I just finished The Girl Who Circumnavigated Fairyland In A Ship Of Her Own Making, which Valente published online - and which won the Andre Norton award from the Nebulas. It was later picked up by a traditional publisher; I checked it out of the library. You can still read the first eight chapters of it online.

It was pretty good. It's a little bit Alice in Wonderland, and a little bit Wizard of Oz. It's not the favorite book that I'm sure exists/will exist someday, but I liked it.

Valente has this beautiful, lyrical voice, and she doesn't shy away from exposing life's suffering.
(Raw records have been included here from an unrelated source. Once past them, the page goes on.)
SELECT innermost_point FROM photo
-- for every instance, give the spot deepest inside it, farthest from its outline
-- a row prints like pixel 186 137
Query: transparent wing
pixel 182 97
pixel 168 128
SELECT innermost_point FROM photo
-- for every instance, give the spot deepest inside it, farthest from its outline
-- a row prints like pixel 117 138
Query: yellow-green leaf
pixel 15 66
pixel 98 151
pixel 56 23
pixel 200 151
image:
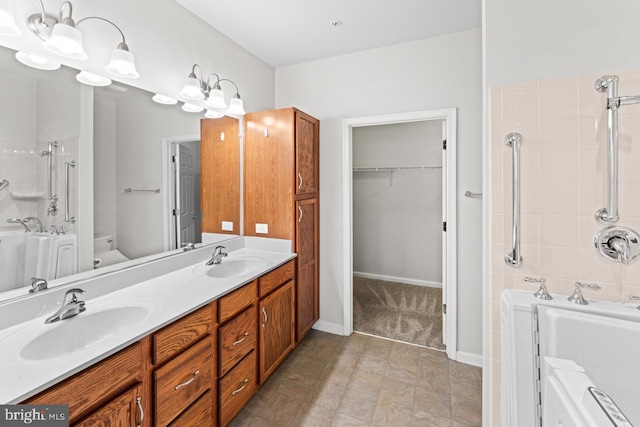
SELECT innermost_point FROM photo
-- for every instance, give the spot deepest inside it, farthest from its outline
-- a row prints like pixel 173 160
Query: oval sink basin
pixel 236 267
pixel 77 333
This is a young adult book, and there are places where it addresses some of the difficult issues kids face as they grow up, that I was always surprised to see anybody acknowledge, like: Life isn't fair, or when they told you that the rules apply to powerful people too, they lied, or sometimes it doesn't matter if you're right, you're still going to lose the argument, all of which happen when the little girl, September, tries to retrieve a stolen Spoon from the evil Marquess:

“Where…” September cleared her throat. Her hands shook. “Where I come from, if a person has a Spoon, no one can come and take it just because they’re the governor or something.”

“I think that’s very naive of you, September. Tell me, what does your father do?”
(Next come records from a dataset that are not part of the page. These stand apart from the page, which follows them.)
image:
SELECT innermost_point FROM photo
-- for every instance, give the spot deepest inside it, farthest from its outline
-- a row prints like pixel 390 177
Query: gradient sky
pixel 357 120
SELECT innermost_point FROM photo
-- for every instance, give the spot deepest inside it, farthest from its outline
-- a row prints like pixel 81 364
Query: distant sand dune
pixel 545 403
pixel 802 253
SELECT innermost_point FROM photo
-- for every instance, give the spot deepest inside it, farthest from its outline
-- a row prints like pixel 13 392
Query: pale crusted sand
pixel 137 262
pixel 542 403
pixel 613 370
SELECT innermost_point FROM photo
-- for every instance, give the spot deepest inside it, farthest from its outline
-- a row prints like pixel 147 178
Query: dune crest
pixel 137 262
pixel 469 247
September felt her face flush. “Well, he was a teacher. But now he’s a soldier.”

“Oh! Iago, did you hear that? You mean to say that one day the governor or something came and took your father even though you were quite sure he was yours and yours alone? Well, that is certainly different. A father is nowhere near so valuable as a Spoon! I can see why you prefer your sensible, logical world.”


There are comfort-food books that I go to when I'm having a bad day and just want to escape to a pretty world with beautiful magic. Valente's stories are not this kind of book; they're a different kind of comfort. They're for when you're having a bad day and the world sucks and you want to go have drinks with your sister, and have her tell you that you're not wrong; it's not your imagination; you're not overreacting, no matter what the boys or the grown-ups or whoever might claim. Your pain is not nothing.
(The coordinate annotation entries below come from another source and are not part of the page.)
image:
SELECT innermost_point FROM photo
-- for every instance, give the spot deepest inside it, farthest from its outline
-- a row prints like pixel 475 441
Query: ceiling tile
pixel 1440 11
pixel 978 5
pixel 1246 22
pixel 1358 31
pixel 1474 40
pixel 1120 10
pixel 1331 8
I had trouble reading another of her novels, Deathless, in a timely manner, because Marya's love life - or rather, who Marya became because of her first love - was a little too much pain for me to shoulder all at once. But that one's going in my archives, so that I can preserve a paper copy of it into my elder days even if the e-book Singularity occurs. There were a few lines in that book that had me hugging it like a teddy bear given by a sister.

There's a list of her stuff that's free to read on the web here; I particularly like her epic Persephone poem (link leads to part 1 - it's being published serially, seasonally, and it's not complete yet). Also being published serially, and not yet complete, is Silently and Very Fast (part 1)(part 2), which I've been enjoying; I really like the idea of an AI that still thinks of itself as a house.